Trench 9 was cleaned up and stakes were inserted where archaeology ended and natural geology commenced, along the trench at 1 metre intervals. Measurements were taken at each stake to confirm the exact measurement between the surface of the trench and natural geology.
These reading were combined with previous context measurements to produce two profiles of each side of the trench (see graphics below).
In late June the pottery pieces from Trench 9 were sent off to pottery expert Paul Blinkhorn for identification and analysis. His ‘discussion’ and spreadsheet follow.
Perhaps the most striking feature of this pottery assemblage is that all the sherds are small and most are abraded, included the medieval wares, suggesting that all the pottery other than the post-Roman material is residual, and even this is at least the product of secondary deposition, and may also be residual. The overall mean sherd weight for the whole group, c 4g, is very low.

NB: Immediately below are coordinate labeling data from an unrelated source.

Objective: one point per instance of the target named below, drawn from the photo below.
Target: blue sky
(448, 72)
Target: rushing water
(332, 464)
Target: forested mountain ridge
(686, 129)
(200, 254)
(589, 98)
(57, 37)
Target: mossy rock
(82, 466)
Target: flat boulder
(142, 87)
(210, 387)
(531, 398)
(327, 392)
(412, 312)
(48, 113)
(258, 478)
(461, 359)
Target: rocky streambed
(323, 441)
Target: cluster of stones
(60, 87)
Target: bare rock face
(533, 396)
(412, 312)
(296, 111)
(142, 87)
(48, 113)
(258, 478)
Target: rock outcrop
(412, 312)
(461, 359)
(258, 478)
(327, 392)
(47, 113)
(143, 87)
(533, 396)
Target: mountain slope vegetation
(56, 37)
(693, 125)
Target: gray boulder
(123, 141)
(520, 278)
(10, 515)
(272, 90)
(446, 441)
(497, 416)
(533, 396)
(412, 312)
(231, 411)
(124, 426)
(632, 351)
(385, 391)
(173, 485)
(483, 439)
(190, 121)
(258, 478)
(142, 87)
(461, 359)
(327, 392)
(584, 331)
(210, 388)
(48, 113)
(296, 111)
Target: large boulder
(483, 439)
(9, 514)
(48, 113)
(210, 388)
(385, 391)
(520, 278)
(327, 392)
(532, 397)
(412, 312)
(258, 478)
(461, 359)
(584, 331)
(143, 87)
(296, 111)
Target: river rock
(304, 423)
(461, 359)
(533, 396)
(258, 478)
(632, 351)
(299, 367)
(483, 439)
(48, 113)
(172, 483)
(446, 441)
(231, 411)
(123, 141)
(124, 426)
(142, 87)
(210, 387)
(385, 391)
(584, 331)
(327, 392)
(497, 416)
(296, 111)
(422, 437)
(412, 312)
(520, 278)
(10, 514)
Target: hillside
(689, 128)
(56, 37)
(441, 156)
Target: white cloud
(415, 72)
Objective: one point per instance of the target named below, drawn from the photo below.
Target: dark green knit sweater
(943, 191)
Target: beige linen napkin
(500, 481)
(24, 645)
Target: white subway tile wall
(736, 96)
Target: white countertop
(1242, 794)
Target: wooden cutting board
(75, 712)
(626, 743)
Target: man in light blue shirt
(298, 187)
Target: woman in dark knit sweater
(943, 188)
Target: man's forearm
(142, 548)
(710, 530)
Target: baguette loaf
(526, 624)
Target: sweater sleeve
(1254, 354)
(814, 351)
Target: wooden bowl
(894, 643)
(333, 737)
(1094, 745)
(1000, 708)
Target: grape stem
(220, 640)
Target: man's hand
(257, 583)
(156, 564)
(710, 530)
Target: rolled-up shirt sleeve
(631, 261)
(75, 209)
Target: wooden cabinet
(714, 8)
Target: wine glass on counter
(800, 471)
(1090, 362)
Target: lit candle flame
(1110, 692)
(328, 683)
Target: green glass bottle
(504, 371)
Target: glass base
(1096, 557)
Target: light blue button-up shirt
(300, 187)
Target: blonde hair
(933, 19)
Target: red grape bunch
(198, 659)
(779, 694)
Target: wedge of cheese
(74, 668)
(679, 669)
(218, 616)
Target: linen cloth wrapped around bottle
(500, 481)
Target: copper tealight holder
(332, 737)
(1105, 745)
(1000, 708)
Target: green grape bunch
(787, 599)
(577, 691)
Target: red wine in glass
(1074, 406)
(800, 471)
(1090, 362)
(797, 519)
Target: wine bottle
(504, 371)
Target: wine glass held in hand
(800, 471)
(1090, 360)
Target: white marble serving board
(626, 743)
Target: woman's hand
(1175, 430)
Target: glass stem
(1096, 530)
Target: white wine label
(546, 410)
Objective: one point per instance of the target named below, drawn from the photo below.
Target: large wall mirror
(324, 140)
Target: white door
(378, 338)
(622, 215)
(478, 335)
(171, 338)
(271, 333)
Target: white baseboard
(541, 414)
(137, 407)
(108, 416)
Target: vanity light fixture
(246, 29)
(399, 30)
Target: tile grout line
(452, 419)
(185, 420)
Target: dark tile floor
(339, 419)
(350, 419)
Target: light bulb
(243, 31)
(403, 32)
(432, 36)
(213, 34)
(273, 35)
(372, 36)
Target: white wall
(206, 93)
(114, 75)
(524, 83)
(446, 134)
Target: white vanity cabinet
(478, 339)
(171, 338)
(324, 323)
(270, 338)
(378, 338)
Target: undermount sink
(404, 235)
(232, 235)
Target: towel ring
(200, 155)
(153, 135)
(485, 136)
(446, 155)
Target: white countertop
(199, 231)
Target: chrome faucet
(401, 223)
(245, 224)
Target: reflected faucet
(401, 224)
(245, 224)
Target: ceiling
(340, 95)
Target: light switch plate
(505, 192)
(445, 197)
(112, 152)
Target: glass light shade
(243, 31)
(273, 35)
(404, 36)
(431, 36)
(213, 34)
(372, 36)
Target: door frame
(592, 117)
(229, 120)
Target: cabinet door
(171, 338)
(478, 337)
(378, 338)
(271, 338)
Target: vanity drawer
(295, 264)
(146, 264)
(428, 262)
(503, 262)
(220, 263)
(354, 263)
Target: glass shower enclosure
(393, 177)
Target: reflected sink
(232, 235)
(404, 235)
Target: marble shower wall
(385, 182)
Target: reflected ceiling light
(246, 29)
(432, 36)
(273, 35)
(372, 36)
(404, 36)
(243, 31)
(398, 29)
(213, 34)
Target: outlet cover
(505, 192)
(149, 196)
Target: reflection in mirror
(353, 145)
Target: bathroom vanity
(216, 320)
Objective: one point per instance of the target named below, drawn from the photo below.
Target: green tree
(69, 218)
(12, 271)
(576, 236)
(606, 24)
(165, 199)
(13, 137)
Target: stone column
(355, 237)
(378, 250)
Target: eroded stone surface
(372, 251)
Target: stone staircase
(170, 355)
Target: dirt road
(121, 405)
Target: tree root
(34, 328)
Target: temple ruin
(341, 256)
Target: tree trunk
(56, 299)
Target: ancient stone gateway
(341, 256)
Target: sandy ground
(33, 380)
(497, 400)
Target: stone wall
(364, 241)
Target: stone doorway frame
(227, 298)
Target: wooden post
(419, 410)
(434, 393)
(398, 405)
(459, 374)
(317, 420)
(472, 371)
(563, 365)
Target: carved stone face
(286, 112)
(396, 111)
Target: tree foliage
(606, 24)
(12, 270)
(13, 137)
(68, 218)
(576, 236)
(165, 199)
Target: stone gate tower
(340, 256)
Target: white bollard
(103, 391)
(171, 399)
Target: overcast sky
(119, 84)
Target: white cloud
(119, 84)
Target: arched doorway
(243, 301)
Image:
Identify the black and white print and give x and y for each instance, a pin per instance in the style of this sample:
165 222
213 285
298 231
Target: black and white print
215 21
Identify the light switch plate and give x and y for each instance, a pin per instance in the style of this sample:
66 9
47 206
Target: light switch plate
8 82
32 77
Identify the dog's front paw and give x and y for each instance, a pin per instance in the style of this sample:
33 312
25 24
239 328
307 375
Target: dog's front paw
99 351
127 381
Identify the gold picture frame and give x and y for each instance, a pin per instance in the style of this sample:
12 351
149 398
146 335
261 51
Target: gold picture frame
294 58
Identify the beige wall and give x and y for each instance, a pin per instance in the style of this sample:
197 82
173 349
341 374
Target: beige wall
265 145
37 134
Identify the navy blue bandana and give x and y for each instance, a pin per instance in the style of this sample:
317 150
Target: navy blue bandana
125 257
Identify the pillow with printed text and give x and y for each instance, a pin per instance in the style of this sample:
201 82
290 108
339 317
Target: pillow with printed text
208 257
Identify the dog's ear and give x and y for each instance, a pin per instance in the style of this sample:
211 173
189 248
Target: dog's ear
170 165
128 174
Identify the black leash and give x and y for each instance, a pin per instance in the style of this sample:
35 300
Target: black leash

These factors, coupled with the small assemblage size, makes any interpretation of the assemblage somewhat tentative, but the fact that the assemblage from the top of the bank, squares B and C, appear to be Romano-British, does suggest that the feature is of such a date, especially as pottery of that period was entirely absent from the excavated features of the inner enclosure. Given the extremely small and abraded nature of the prehistoric material, it seems most, if not all, is residual, although as the inner enclosure is of such a date, the possibility that some of the material is reliably stratified in an ancient ground-surface cannot be discounted, especially in the case of the material from squares A2 and G. The medieval material therefore probably represents later use of the visible earth-works, although it must be repeated that this interpretation should be regarded as very tentative, and further excavation is needed to clarify the chronology of the monument.
Table 1: Pottery occurrence by number and weight (in g) of sherds per context by fabric type
The Trench was photographed (see below) and on the 15th and 29th of June and into July, Trench 9 was gradually backfilled to resemble its original condition.
Once all the data and other artefacts have been identified and analysed, a report will be written, which will uploaded to this site.